И упала на самое дно. Поплыла, счастливо покачиваясь на пологих волнах.
5
Людмилу, неведомо почему, словно подбросило на постели. Она открыла глаза.
Не снимая промокшей жакетки, посреди кухни стояла Степанида Арефьевна, только что вернувшаяся с ночного дежурства, растирала посиневшие от холода кисти рук, говорила возбужденно:
— …вот то и дело, отец, что у нас и в ночь эту. На путях между переездом и платформой. Санитары с вокзала рассказывали. Они мертвяка как раз из вагона вытаскивали, в больницу потом на «Скорой помощи» отправили. И будто бы военного какого-то забрали, он, мол, пихнул этого человека под поезд.
— Ты гляди-ка, мать, что делается! — Епифанцев торопливо одевался. — Ну, шпана шалит всякая, понятно. А военный-то с чего же? Может, подлюга какой переодетый? Не трепня ли все это пустая?
— Да говорю же тебе, отец, с поезда по путям сейчас сама я прошла нарочно. Дождиком за ночь хотя и посмывало, но есть местами так, что и вполне еще кровь заметная. Народ все время там табунится.
— Ну, пойдем, мать, пойдем. Показывай! — Епифанцев обернулся к Людмиле. — Не спишь? Разбудили мы тебя своим говором, девица. Да, вишь, тут происшествие-то какое. А мы с тобой вчера сидели, чаи распивали, сном-духом не ведали, что, может, как раз в это самое время на рельсах кого- то убивали.
Людмила одевалась.
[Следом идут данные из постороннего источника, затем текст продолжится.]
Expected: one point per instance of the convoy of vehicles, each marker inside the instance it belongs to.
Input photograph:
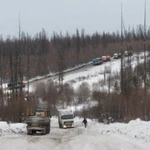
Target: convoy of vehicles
(39, 121)
(128, 53)
(15, 85)
(100, 60)
(106, 58)
(65, 118)
(117, 55)
(97, 61)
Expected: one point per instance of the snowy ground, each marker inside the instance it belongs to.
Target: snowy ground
(117, 136)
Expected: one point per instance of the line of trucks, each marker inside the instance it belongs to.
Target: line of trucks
(40, 122)
(100, 60)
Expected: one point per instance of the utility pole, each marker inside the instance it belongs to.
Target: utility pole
(145, 66)
(121, 101)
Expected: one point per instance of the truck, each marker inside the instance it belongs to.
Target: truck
(15, 85)
(65, 118)
(39, 121)
(117, 55)
(97, 61)
(128, 53)
(106, 58)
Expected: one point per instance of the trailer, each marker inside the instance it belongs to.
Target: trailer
(65, 118)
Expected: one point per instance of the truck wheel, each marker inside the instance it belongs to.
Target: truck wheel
(60, 125)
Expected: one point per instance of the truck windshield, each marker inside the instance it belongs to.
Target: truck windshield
(67, 117)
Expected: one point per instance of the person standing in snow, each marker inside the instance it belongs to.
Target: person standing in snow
(84, 122)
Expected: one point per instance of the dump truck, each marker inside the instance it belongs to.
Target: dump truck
(128, 53)
(65, 118)
(106, 58)
(97, 61)
(38, 122)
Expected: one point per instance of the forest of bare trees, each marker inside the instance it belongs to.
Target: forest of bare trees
(26, 57)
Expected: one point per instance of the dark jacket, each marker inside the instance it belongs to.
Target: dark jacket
(84, 121)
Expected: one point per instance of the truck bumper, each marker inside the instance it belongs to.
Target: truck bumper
(31, 130)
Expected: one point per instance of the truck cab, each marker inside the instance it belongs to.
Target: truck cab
(65, 118)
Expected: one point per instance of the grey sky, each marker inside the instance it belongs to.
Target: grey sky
(67, 15)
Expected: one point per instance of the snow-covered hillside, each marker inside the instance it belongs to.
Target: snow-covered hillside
(117, 136)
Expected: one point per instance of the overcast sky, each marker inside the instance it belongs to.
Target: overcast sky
(67, 15)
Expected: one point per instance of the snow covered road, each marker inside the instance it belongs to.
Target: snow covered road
(95, 137)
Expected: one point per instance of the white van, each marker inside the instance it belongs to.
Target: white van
(65, 118)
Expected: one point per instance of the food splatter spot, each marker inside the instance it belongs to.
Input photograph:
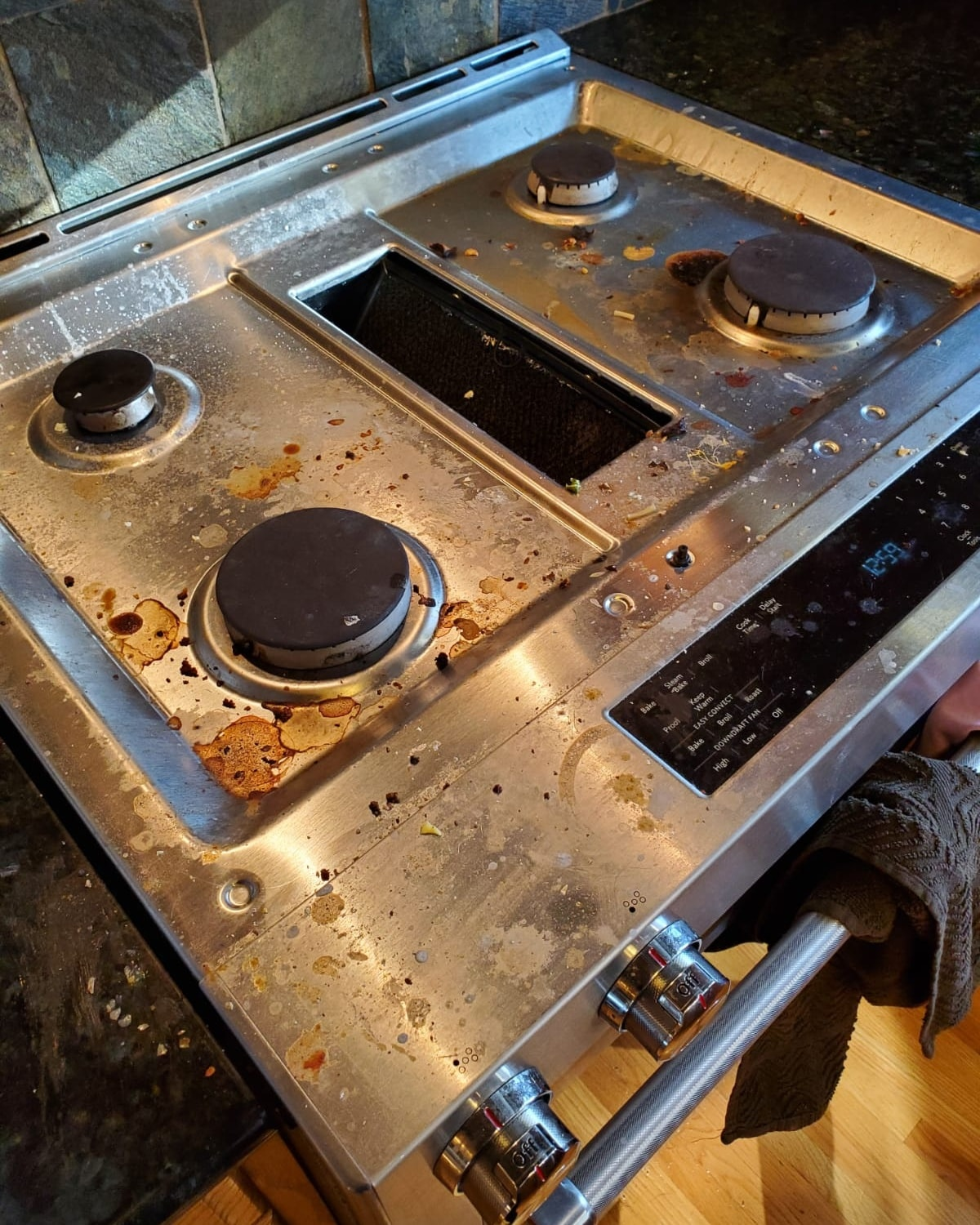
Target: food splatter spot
(306, 1056)
(255, 484)
(327, 909)
(691, 267)
(314, 727)
(247, 757)
(146, 634)
(627, 786)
Торопливо застегивала пуговицы на кофточке непослушными пальцами. Слово «военный» ее обожгло. Она знала: к Тимофею-то ведь это слово никак не могло относиться. Не толкнет, же он человека под поезд! А вот сердце все же заныло. Так больно заныло, что хоть диким криком в тоске закричать.
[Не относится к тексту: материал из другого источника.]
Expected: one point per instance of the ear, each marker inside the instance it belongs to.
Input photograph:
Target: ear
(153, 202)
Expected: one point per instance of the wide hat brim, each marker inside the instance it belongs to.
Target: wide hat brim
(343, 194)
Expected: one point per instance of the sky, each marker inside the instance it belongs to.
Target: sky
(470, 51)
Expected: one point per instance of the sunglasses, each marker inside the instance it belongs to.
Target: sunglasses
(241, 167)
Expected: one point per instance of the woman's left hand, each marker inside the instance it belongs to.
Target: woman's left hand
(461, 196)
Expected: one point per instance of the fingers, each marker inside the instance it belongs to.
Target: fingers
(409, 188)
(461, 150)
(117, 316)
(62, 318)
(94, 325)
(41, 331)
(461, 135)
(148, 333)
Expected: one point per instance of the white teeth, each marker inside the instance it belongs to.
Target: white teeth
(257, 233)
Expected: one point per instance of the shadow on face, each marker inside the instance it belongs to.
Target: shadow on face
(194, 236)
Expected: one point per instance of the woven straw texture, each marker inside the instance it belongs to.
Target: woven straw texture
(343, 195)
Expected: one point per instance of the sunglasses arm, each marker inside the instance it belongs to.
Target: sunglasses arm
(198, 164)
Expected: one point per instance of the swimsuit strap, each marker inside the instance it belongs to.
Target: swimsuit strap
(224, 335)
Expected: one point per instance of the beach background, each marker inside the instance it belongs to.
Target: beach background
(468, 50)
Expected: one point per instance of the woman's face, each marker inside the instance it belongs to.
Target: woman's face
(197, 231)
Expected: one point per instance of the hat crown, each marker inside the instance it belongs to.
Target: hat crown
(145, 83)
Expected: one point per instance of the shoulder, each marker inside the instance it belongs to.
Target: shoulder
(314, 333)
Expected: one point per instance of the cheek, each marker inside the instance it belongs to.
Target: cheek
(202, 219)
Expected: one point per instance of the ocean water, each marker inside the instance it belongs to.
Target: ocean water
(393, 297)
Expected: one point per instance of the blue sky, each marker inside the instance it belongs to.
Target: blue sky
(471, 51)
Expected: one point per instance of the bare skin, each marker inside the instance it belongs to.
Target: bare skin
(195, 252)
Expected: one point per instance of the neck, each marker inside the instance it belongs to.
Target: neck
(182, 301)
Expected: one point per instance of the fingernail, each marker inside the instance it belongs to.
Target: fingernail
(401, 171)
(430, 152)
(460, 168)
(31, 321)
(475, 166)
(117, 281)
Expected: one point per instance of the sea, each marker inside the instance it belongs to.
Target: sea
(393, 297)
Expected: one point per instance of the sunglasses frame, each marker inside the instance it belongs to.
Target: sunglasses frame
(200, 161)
Надо скорее в Москву, в Лефортово. Повидать его, успокоиться. — Герасим Петрович, а я тоже с вами, — сказала она.
Оставаться здесь ей одной было бы невыносимо.
Дождик все моросил. Мутным туманом задернут был лес. С ветвей срывались крупные капли. Глинистую тропинку совсем развезло.
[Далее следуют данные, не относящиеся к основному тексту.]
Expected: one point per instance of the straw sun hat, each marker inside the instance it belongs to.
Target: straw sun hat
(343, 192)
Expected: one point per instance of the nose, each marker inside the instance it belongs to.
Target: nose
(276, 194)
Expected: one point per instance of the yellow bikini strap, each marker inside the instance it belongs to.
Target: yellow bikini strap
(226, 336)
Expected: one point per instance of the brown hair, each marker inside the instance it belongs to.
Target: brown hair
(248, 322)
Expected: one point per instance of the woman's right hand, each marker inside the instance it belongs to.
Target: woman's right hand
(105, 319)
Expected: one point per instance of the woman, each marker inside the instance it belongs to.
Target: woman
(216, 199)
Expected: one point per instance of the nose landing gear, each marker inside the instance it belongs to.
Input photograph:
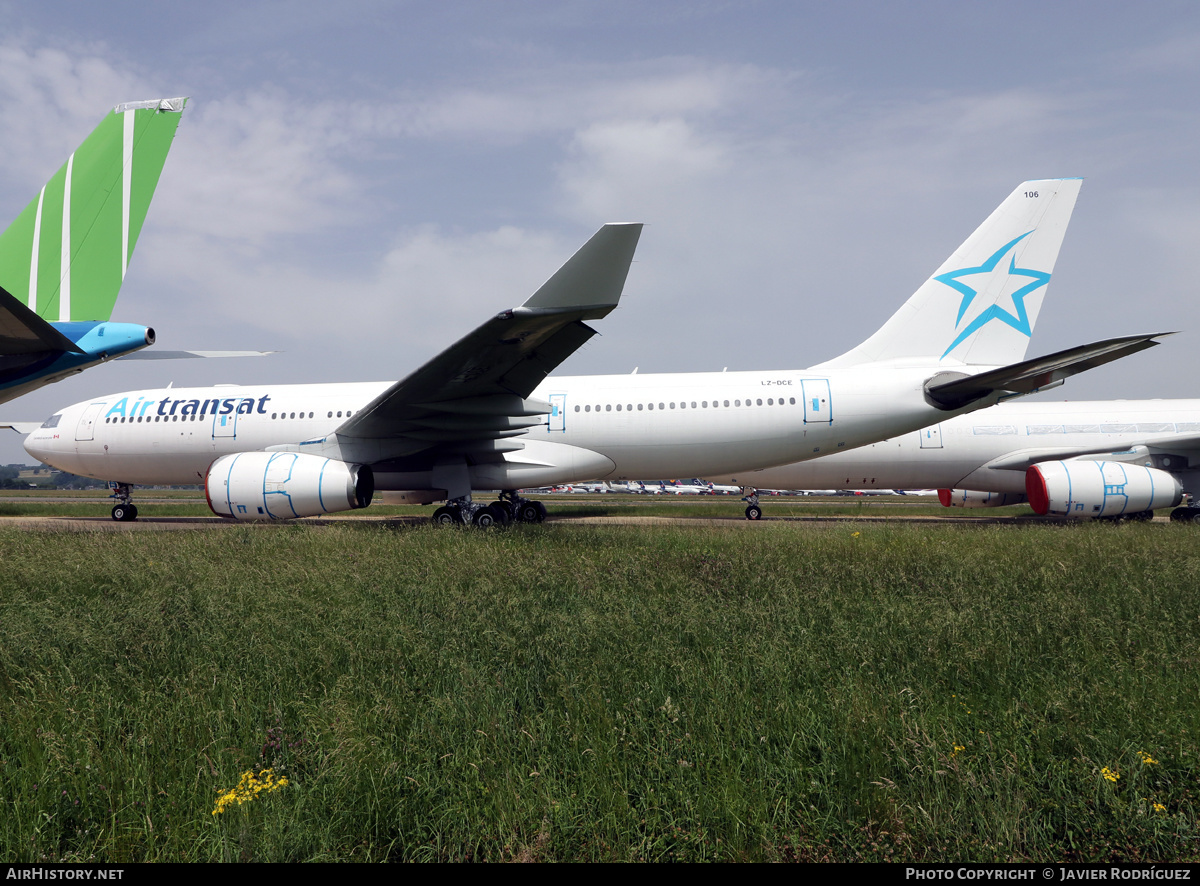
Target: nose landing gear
(125, 510)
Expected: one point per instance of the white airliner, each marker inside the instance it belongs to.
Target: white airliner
(484, 414)
(1084, 460)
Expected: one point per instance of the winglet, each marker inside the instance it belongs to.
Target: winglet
(594, 276)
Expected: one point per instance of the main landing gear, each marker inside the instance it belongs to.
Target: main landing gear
(124, 512)
(509, 508)
(754, 510)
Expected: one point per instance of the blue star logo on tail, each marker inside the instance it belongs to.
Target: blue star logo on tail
(1018, 321)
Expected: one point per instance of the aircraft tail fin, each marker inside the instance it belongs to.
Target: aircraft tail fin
(979, 307)
(66, 255)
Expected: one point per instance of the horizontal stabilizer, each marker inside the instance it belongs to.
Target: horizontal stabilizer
(190, 354)
(1031, 375)
(23, 333)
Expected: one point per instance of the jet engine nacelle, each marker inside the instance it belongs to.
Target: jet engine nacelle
(973, 498)
(285, 485)
(1098, 489)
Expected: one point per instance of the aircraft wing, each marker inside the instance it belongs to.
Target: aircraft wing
(477, 388)
(23, 427)
(1025, 459)
(1042, 372)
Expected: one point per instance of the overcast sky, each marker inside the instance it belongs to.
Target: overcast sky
(359, 184)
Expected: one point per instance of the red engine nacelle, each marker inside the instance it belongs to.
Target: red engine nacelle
(1098, 489)
(285, 485)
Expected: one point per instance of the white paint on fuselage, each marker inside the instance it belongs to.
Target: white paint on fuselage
(959, 456)
(163, 438)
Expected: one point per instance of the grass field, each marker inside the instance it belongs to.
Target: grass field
(569, 692)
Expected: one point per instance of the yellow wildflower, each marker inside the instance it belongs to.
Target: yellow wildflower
(250, 786)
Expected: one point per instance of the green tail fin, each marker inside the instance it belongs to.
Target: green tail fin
(66, 253)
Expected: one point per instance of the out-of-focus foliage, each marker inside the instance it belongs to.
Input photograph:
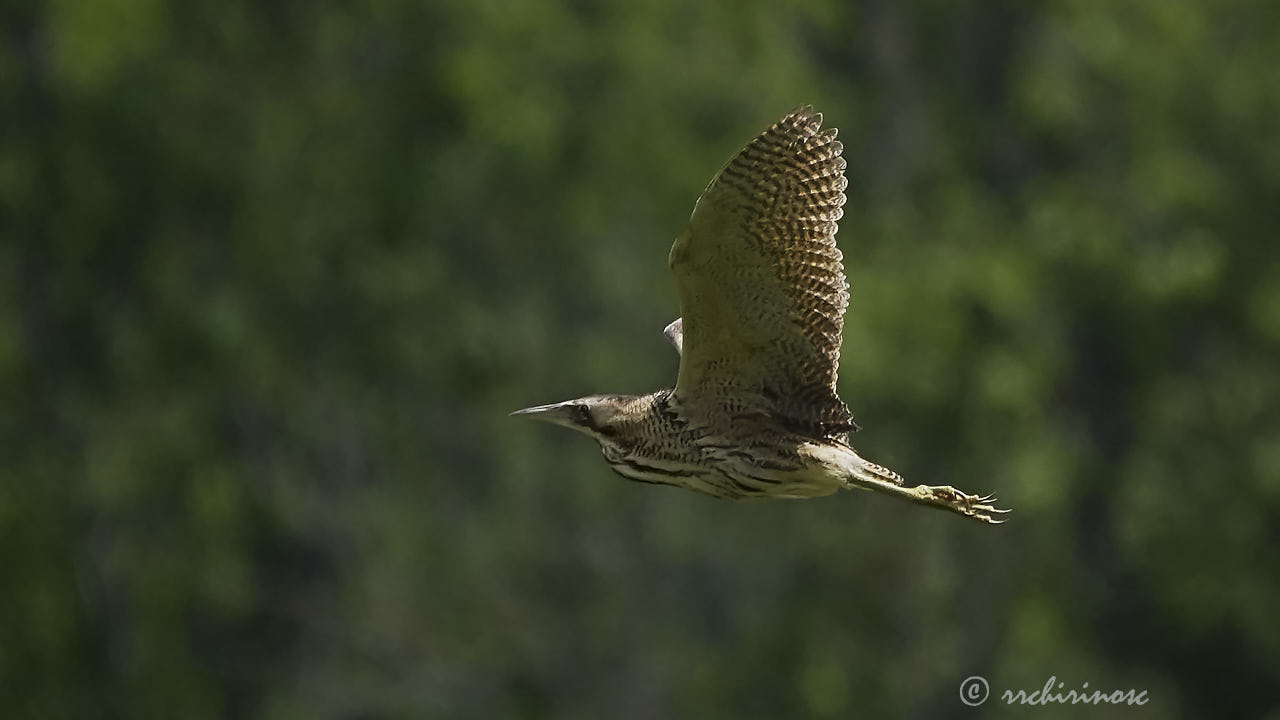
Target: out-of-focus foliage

Епифанцев вдруг спохватился:
— Мать, а чего же это мы через лесок напрямую поперлись? Нам бы на линию куда лучше через переезд было выйти. Хоть и крюк загнуть, а посуше.
— Да я и не подумала. Все тут ходят.
На насыпи толпились любопытные. Но их уже оттесняла милиция. Ходили следователи вдоль рельсов, разглядывали бороздки и ямки в мокром шлаке, выдавленные каблуками сапог, рулеткой замеряли расстояния.
На правах и в форме сотрудника железнодорожной охраны Епифанцев все же протиснулся в круг. Провел за собой и Степаниду Арефьевну с Людмилой.
Потихоньку спросил кого-то из знакомых, не известны ли какие-нибудь подробности насчет пострадавшего и злодея. Тот так же тихонечко ответил Епифанцеву:
— Да на вроде бы какого-то прокурора убили.
И у Людмилы потемнело в глазах.
Степанида Арефьевна тянула ее к шпалам, показать, где остались заметными еще пятна крови. Она ничего не видела. И не могла, не хотела смотреть.
— В Москву, в Москву, Герасим Петрович, пожалуйста, отпустите меня! — просила она.
Ей нужно было как можно скорее встретиться с Тимофеем и узнать, услышать от него самого, что все хорошо, что «прокурор» и «военный», о которых толкуют здесь, никакого отношения ни к нему, ни к Петунину не имеют.
— Да уж вместе съездим давай, чего тут, я понимаю, — сказал Епифанцев. Сомнения стали одолевать и его. — День у меня как раз от службы свободный. А ты в Москве одна не ровен час заплутаешься. Мало ли куда нам с тобой поехать придется! Мать, ступай домой одна.
Но уже на Северном вокзале подтвердилось, что действительно жертвой ночного покушения оказался. Петунии. Фамилию военного назвать Епифанцеву не смогли. Сразу, дескать, его отвела милиция к коменданту.
— В Лефортово, Герасим Петрович, поедемте прямо в Лефортово! — торопила Людмила, едва шевеля побелевшими губами.
Дневальный их не пропустил в помещение, вызвал караульного начальника. Тот выслушал, сухо ответил:
— Такого рода справок о наших курсантах посторонним лицам мы не даем.
— Я не посторонняя! — воскликнула Людмила.
— А кто вы ему?
Она потупилась. Не могла произнести вслух: «Невеста!» — трепетное слово, которое и Тимофей еще ни разу ей не говорил.
— Ну, я тогда напишу ему записку. Передайте. Ну, передайте, пожалуйста! Пусть он мне ответит. — Людмила смотрела умоляюще, просительно прижимала руки к груди. Ей вторил, поддерживал Епифанцев.
Караульный начальник отрицательно качнул головой. Он знал о ЧП — чрезвычайном происшествии, но не имел права разглашать его.
— Не полагается.
Осторожно повернув Людмилу за плечи, Епифанцев вывел ее из проходной.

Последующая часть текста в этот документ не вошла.